La détermination bâclée de la clé de répartition des actions de la start-up, d’abord entre les fondateurs et ensuite avec les premiers investisseurs extérieurs est comme une morsure de tique: indolore sur le moment mais avec des conséquences potentiellement ravageuses. En cas de succès de l’entreprise, toute bévue originelle peut coûter aux fondateurs des millions d’euros en manque à gagner (richesse gaspillée), et même ruiner des amitiés et des relations professionnelles.

 

“Si les fondateurs bâclent la distribution des parts sociales, ils ne comprennent pas, masquent ou sous-estiment les capacités individuelles de chacun d’entre eux, ainsi que leurs contributions respectives au développement de leur projet.”

 

Les co-fondateurs ont-ils mis au point un process original pour valider entre eux leurs capacités entrepreneuriales respectives? Avec quelle rigueur et quelle méthode se sont-ils cooptés? Quels types de facteurs ont-ils pris en considération? Comment ont-ils formalisé le processus de prise de décision? Ont-ils utilisé un process original pour se répartir entre eux les rôles et les tâches ainsi que les revenus futurs (c’est-à-dire la propriété) de la start-up? Ont-ils développé un moyen logique et impartial (un processus de prise de décision) pour se répartir les tâches et les responsabilités?

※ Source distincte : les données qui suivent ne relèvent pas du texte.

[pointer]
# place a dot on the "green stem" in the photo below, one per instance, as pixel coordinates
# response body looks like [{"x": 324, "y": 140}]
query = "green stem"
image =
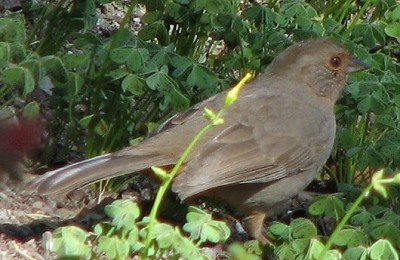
[
  {"x": 168, "y": 181},
  {"x": 344, "y": 220}
]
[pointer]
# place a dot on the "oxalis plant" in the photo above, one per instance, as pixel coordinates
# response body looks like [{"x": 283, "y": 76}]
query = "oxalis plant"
[{"x": 125, "y": 234}]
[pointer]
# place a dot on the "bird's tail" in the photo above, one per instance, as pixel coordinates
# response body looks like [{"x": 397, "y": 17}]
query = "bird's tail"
[{"x": 92, "y": 170}]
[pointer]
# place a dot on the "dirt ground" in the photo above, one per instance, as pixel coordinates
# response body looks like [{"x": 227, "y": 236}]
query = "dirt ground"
[{"x": 26, "y": 220}]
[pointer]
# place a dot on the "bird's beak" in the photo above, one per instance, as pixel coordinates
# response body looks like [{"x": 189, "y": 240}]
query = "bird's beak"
[{"x": 356, "y": 65}]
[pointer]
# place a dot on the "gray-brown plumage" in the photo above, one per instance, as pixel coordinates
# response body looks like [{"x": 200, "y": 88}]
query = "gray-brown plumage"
[{"x": 273, "y": 142}]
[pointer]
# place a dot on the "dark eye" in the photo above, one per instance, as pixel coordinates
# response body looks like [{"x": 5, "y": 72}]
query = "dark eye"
[{"x": 336, "y": 61}]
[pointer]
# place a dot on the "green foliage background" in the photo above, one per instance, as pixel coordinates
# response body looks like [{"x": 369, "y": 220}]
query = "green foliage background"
[{"x": 107, "y": 92}]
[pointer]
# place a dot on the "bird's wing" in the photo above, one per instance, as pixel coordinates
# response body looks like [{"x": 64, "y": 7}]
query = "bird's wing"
[{"x": 245, "y": 152}]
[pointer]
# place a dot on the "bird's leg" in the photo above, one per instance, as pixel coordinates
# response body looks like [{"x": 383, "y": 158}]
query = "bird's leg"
[{"x": 253, "y": 223}]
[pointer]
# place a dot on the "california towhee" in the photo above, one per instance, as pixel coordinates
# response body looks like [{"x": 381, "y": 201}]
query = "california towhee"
[{"x": 274, "y": 139}]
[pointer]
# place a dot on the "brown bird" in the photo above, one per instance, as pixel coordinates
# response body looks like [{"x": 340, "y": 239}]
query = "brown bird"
[{"x": 274, "y": 139}]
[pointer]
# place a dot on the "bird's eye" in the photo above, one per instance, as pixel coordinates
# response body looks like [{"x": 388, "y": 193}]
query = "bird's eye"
[{"x": 336, "y": 61}]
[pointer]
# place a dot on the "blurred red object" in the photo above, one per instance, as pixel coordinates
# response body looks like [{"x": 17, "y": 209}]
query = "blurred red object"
[{"x": 18, "y": 138}]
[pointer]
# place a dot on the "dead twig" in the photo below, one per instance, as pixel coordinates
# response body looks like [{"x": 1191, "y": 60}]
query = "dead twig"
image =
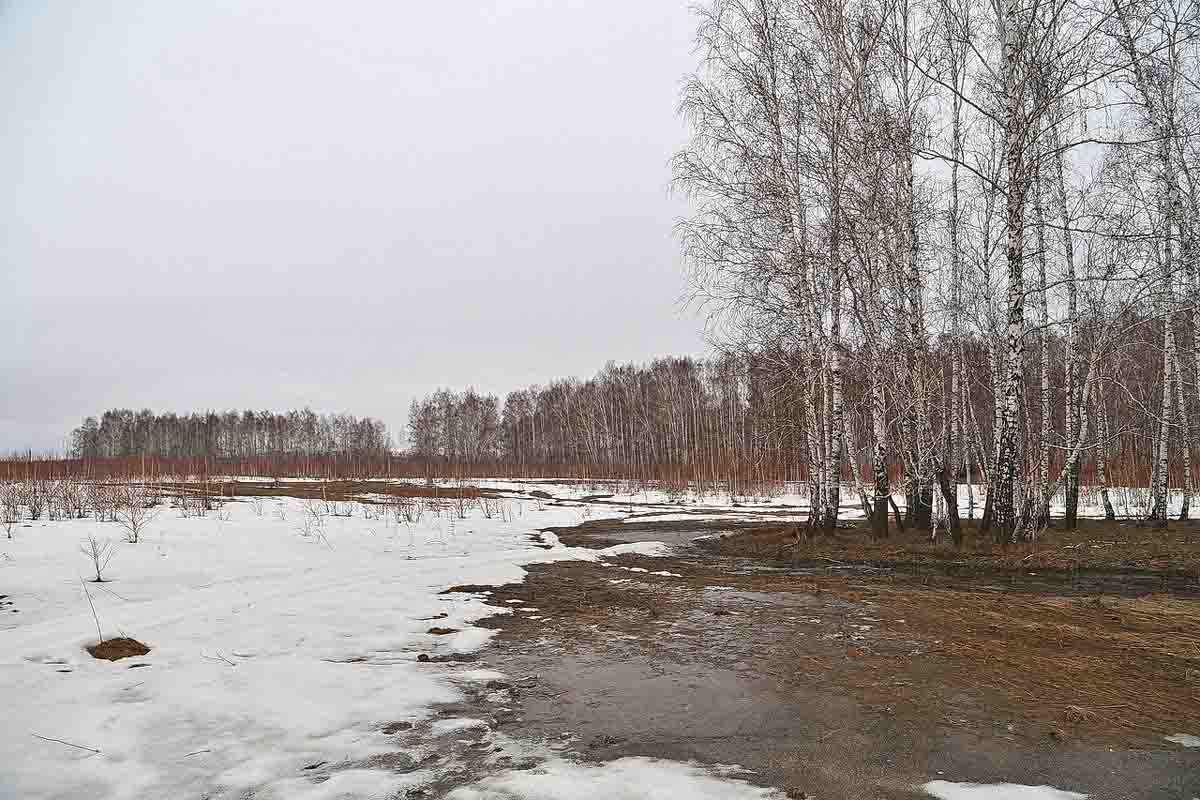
[{"x": 69, "y": 744}]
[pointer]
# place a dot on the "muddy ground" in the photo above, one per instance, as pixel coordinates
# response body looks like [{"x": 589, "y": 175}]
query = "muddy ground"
[{"x": 857, "y": 678}]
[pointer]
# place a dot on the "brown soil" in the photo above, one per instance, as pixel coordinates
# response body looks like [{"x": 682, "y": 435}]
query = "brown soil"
[
  {"x": 117, "y": 649},
  {"x": 856, "y": 669}
]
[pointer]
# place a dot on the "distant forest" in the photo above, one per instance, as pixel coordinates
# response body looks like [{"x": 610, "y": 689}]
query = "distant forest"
[{"x": 226, "y": 435}]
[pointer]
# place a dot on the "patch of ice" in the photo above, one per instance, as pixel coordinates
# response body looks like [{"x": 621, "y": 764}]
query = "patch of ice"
[
  {"x": 1185, "y": 739},
  {"x": 442, "y": 727},
  {"x": 625, "y": 779},
  {"x": 948, "y": 791},
  {"x": 637, "y": 548}
]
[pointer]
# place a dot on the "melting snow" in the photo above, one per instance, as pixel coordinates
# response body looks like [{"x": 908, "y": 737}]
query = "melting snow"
[
  {"x": 948, "y": 791},
  {"x": 1185, "y": 739}
]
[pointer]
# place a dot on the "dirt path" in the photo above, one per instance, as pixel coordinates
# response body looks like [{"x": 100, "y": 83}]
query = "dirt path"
[{"x": 859, "y": 685}]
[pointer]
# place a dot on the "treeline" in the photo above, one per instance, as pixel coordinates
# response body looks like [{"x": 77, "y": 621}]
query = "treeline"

Ces éléments de valeur immatériels doivent être pris en compte par les fondateurs dans leurs négociations d’ouverture du capital de leur start-up. Ce sont typiquement les leviers de création de valeur les plus performants et paradoxalement les plus sous-utilisés qui soient.

S’il est correctement reconnu et estimé le capital immatériel peut rassurer les investisseurs et les convaincre d’effectuer plus facilement un investissement en s’appuyant sur des outils partagés.

C’est aussi un élément à considérer dans sa gestion des risques. Il faut discuter avec son assureur de la façon de couvrir ce capital immatériel.

Carl-Alexandre Robyn 

“Startupologue” et associé-fondateur du cabinet Valoro
spécialisé en évaluation et notation de startups

Le cabinet Valoro participe actuellement à des travaux de recherche sur la valorisation et l’assurabilité des actifs intangibles (avec l’union professionnelle belge des entreprises d’assurances: Assuralia et la Fédération française des assurances).